The only constraint on RepoID
(type
being an alias of str
) is that the string key is unique, so in this case we
use the git clone
URL, which is guaranteed unique. Smarter Sources will use
something shorter, as adequate.
Don’t use str
for secret fields!
When passing sensitive config like API tokens, you should ensure that dumping
the mass-driver config doesn’t disclose any secret value. Pydantic has specific
types for that, providing the pydantic.SecretStr
type, see Pydantic
docs on Secret
fields. These field
types never print their content when represented as string, requiring a call to
my_secret_field.get_secret_value()
to actually disclose the secret.
Note the patch_data
field of SourcedRepo
,
unused in this sample Source, is an arbitrary dictionary under the
Source
’s control, perfect to provide
per-repo data extracted from the source that will be relevant to make migration
against; For instance the file name to fix from some reporting tool…

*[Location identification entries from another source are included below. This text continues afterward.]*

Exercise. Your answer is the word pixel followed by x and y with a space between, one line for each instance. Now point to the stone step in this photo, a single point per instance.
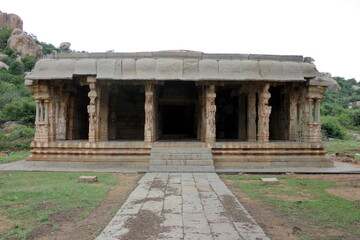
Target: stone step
pixel 192 157
pixel 182 162
pixel 175 159
pixel 157 151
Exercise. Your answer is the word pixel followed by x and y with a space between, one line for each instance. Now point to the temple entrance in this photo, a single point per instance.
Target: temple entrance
pixel 177 121
pixel 178 109
pixel 227 114
pixel 279 117
pixel 126 112
pixel 79 122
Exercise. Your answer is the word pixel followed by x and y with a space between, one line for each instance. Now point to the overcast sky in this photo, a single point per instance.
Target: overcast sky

To package this plugin for running it, we add it to the pyproject.toml
plugins:
[tool.poetry.plugins.'massdriver.sources']
repo-list = 'mass_driver.sources.simple:RepolistSource'
Prove it is available via mass-driver sources
:
INFO:root:Available sources:
INFO:root:csv-filelist
INFO:root:github-app-search
INFO:root:github-search
INFO:root:repo-filelist
INFO:root:repo-list
INFO:root:template-filelist
Note
For a more elaborate Source, take a look at the pyGithub
-enabled GithubPersonalSource
, using inheritance to enable two auth methods for pyGithub
, using envvars for secret tokens.
Testing a Source
There is no particular way to test a Source
other than using pytest
on your
own.
This is because Sources are usually API calls of sorts, which are hard to test for, because of the requirement to mock API calls, and the lack of realism this provides.
Warning
The Source subsystem, compared to other mass-driver plugins, bubbles up exceptions to the root, aborting any ongoing activity if left unchecked. This is because the repo discovery process is a critical part of mass-driver runs: with no proper list of repo, there is nothing to patch over! Compare to other plugins, where a single PatchDriver erroring over a single repo does not compromise other migrations on other repos.